„Seven Kills“ Kapitel 3 (2)
Menschen sind immer seltsame Tiere. Offensichtlich sehnen sie sich unbewusst nach der Befreiung ihrer Natur, bleiben aber dennoch fromm gegenüber den reinen Dingen. Zum Beispiel Liebe, die nicht auf Erotik basiert. Seitdem Chen Jiyan Li Yunqings wunderschönen Körper sah, beschloss er, diesem singenden Mädchen im „Yichun Tower“ alles zu geben. Tatsächlich ging er nicht zu weit und seine freche Art versagte vor ihr völlig. Er war wie ein heruntergekommener Gelehrter, manchmal sogar melancholisch. Er kannte ihre Vergangenheit und ihren Hass, aber was konnte er tun? Am Ende von Yu Wens Herrschaft war er der Anführer des Qingyun-Helms der Jiangnan Cao Gang und Li Yunqings vatertötender Feind. Ich bin ein Landschurke, was kann ich tun, um ihn abzuschütteln? Während Chen Shiyan wild nachdachte, hatten nicht weit entfernt bereits zwei mysteriöse Meister ihre Formation erneut begonnen. Die nackte Frau drehte ihre rechte Hand und in ihrer Hand erschien eine lange Peitsche. Der Kopf der Peitsche bewegte sich auf und ab, als wäre es spirituell.

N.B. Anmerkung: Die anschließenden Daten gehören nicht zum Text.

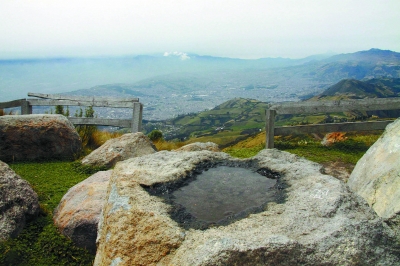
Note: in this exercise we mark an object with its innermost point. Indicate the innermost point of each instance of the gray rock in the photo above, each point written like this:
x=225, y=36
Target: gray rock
x=78, y=213
x=200, y=146
x=376, y=177
x=35, y=137
x=18, y=203
x=321, y=222
x=114, y=150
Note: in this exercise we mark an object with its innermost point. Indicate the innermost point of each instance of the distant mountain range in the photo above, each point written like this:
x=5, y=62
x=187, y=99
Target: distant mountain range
x=247, y=116
x=174, y=84
x=356, y=89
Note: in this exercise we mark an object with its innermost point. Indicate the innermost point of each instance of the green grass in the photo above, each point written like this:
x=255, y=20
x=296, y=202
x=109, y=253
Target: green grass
x=40, y=243
x=348, y=151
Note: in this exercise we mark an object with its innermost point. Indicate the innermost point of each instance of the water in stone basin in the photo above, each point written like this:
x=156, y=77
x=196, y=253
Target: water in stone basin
x=222, y=192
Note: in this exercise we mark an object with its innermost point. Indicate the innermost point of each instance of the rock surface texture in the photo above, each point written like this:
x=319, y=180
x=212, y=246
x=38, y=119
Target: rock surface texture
x=18, y=202
x=77, y=215
x=376, y=176
x=114, y=150
x=321, y=222
x=200, y=146
x=35, y=137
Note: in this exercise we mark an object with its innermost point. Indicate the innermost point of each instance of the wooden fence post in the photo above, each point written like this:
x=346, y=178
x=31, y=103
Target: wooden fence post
x=269, y=128
x=26, y=108
x=137, y=117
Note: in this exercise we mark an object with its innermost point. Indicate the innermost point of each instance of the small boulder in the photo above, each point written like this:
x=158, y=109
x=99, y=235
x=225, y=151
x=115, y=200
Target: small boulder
x=114, y=150
x=18, y=202
x=77, y=215
x=36, y=137
x=200, y=146
x=376, y=176
x=318, y=220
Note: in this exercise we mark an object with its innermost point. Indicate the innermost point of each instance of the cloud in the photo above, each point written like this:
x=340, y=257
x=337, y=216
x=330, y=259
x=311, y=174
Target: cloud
x=181, y=55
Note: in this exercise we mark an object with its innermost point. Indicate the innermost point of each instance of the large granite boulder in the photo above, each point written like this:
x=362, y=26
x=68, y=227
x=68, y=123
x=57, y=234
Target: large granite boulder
x=376, y=177
x=35, y=137
x=316, y=220
x=118, y=149
x=200, y=146
x=18, y=202
x=77, y=215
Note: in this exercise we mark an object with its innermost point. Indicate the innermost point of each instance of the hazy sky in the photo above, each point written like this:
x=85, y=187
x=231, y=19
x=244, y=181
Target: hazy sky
x=229, y=28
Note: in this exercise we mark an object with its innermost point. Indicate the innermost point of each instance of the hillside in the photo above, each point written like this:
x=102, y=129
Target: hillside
x=236, y=118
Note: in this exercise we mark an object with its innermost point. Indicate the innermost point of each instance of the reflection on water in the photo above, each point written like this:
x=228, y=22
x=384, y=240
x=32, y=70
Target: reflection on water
x=224, y=191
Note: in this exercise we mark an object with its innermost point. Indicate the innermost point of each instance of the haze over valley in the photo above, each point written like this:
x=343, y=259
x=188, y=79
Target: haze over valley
x=173, y=84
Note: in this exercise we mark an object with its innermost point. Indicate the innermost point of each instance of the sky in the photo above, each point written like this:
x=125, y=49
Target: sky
x=227, y=28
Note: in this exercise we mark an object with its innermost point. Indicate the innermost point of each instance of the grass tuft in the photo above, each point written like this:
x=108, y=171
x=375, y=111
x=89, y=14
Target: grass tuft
x=39, y=242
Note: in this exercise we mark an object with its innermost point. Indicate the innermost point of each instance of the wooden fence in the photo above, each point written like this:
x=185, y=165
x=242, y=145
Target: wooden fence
x=326, y=107
x=64, y=100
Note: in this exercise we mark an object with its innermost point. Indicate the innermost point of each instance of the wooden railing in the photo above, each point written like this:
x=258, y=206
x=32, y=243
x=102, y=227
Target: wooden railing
x=64, y=100
x=371, y=104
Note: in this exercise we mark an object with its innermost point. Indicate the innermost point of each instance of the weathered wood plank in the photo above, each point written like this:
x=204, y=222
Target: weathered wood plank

Als der taoistische Priester in grauer Kleidung am anderen Ende diese Szene sah, sah er überrascht aus: „Die leichte Schlangen- und Drachenpeitsche ist die magische Waffe deines Meisters, nicht wahr? Wie ist sie in deine Hände gekommen?“ „Ich werde sie töten, hahahaha…“ Die nackte Frau stieß ein seltsames Lachen aus, mit einem Anflug von Weinen. „Sie muss sterben, sonst gehört dieser ‚Linglong-Anhänger‘ nie wirklich mir.“ „Du…du…“ Shangguan Yi, der grauhemdige taoistische Priester, war aus unerklärlichen Gründen wütend. Als ob sie schwer beleidigt wäre: „Warum bist du so eine bösartige, verrückte Frau?“
Antworten (9)
Nicht schlecht, Spitze...
Hey, worüber schreibt Qisha hauptsächlich?
Unterstütze Bruder Cun...
Schauend dabei...
Armes Kind.
Ich stehe auf den Charakter dieser Frau
Der erste Abschnitt ist sehr philosophisch
Top ...
Ich lese selten Romane. Aber ich werde weiterlesen.